I'm upgrading some Qt (C++ & QML) code from Qt4.8 to Qt5.1.
The Qt4.8 code is a trivial C++ "QML viewer" app subclassing a QDeclarativeView
, and a bunch of QML.
It's been easy enough to change this to use Qt5/QtQuick2's QQuickView
except for one thing:
The Qt4.8 app has a method for printing to PDF:
void MyQMLViewer::printToPDF(const QString& filename) const {
QPrinter printer(QPrinter::HighResolution);
printer.setOutputFormat(QPrinter::PdfFormat);
printer.setPageSize(QPrinter::A3);
printer.setOutputFileName(filename);
printer.setOrientation(QPrinter::Landscape);
QPainter painter(&printer);
render(&painter);
}
There were a few "environment" changes needed for Qt5.1 to get a QPrinter
(ie add QT += printsupport
to the project .pro file and #include <QtPrintSupport>
), but there seems to be a more fundamental problem that QQuickView
doesn't provide anything which is obviously compatible with the QGraphicsView
/QPainter
/QPaintDevice
world of QPrinter
(specifically, QQuickView
has no render
method, and all the drawing/painting/rendering-related methods it does have seem very tied up with OpenGL).
Any suggestions for how to best obtain high-quality PDF output from a QQuickView
?
(Note that I am not
simply looking to screenshot the view; with QDeclarativeView
, the code above generates PDFs with much better resolution even than the app fullscreened on my largest monitor).
I see the "QDeclarativeItem and QDeclarativeView" section of the "Porting QML Applications to Qt 5" guide does mention the loss of QGraphicsView
-specific functionality, but doesn't offer any solutions (although it does mention workrounds for the case of items with custom QPainter
-based rendering being bought into the new regime).

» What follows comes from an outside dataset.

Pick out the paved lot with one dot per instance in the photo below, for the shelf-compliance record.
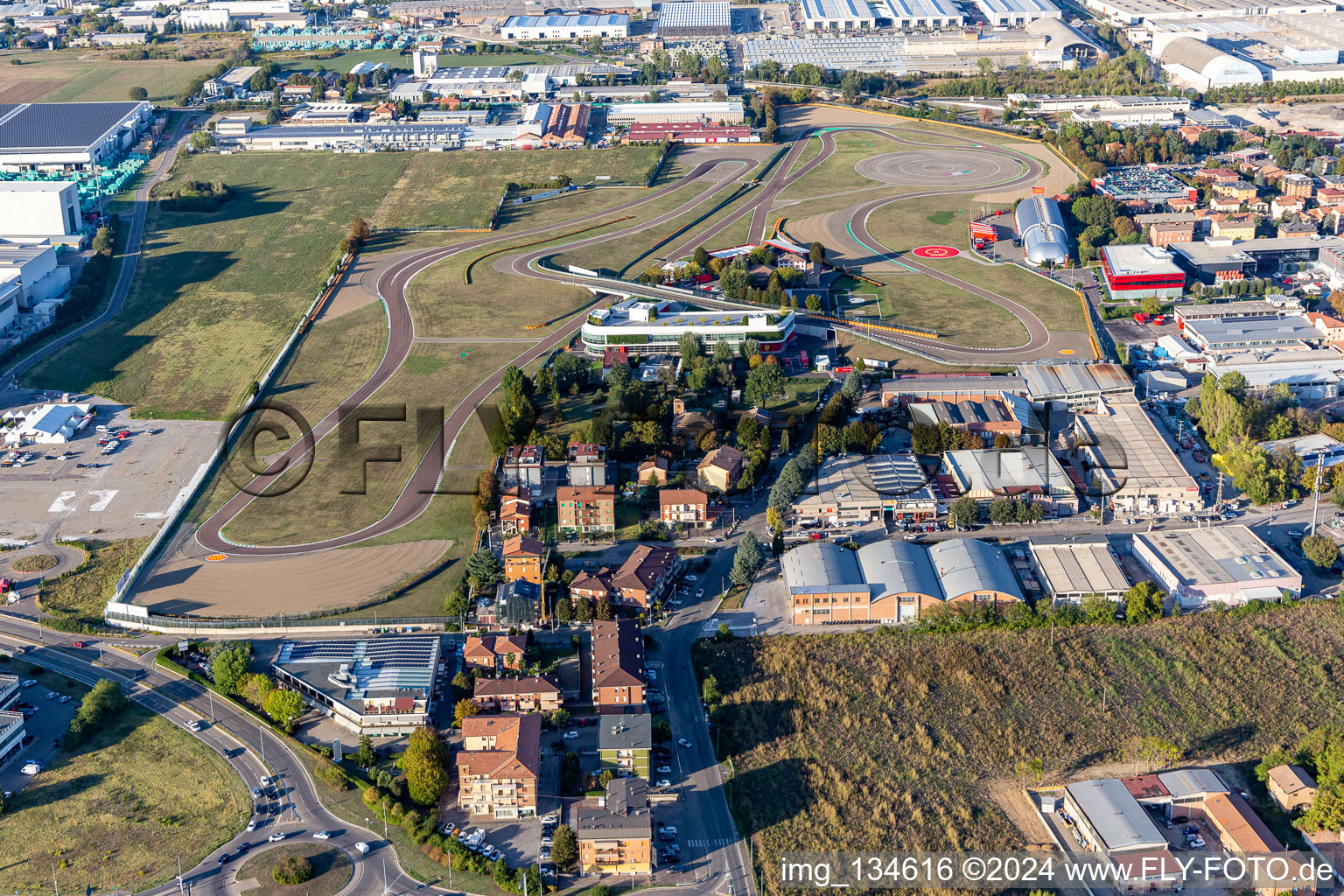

Update with some additional background info: an example of a PDF printed from QDeclarativeView using the above code can be found here. There's a png of the same view on a decent size monitor here. (This is actually the last slide in a series of slides; it's actually a gallery of the previous slides which bounces each slide onto the screen; if I had the time I'd look into the feasibility of the gallery being the only thing and transforming each scattered slide into view for a Prezi-style presentation; suspect QDeclarative isn't really performant enough though, which is one reason for wanting to get onto QtQuick2+Qt5.2's new scene graph stuff). Anyway, If you zoom the PDF up to 100% you'll see the text is... well it's better than anything a sanely sized image file will manage I think, although the sloping text baselines perhaps look a little uneven. There is also an issue with opacity values not being represented in the PDF (so the drop shadows and "bubbles" come out solid); another one of my motivations for trying for a QtQuick2 version was actually to see if translucent elements were dealt with any better. I assume the PDF just contains rasterized (or maybe vector outlines) of all the elements as utilities like "pdftotext" can't extract anything from it. I don't know enough about PDF tools to know how to inspect the internal structure of the thing but I assume there's some hierarchy there and the QML element tree is all laid out using a similar structure of nested transforms to the QML. Just for comparison and the sort of richness I'm potentially working towards here's a poster I did with LaTeX/Beamerposter; I find Beamerposter's rigid block structure rather limiting (and fiddly) compared with the possibilities QML seems to offer though. BTW, another thing on my wishlist/todolist is a QML element which can render LaTeX source, math and all, just to get the best of both worlds.
Update: Recent Qt blog post on all the backend changes in Qt5.8 has a comment linking to this Qt issue to use the new possibility of QPainter-rendered QtQuick scenes to render PDFs.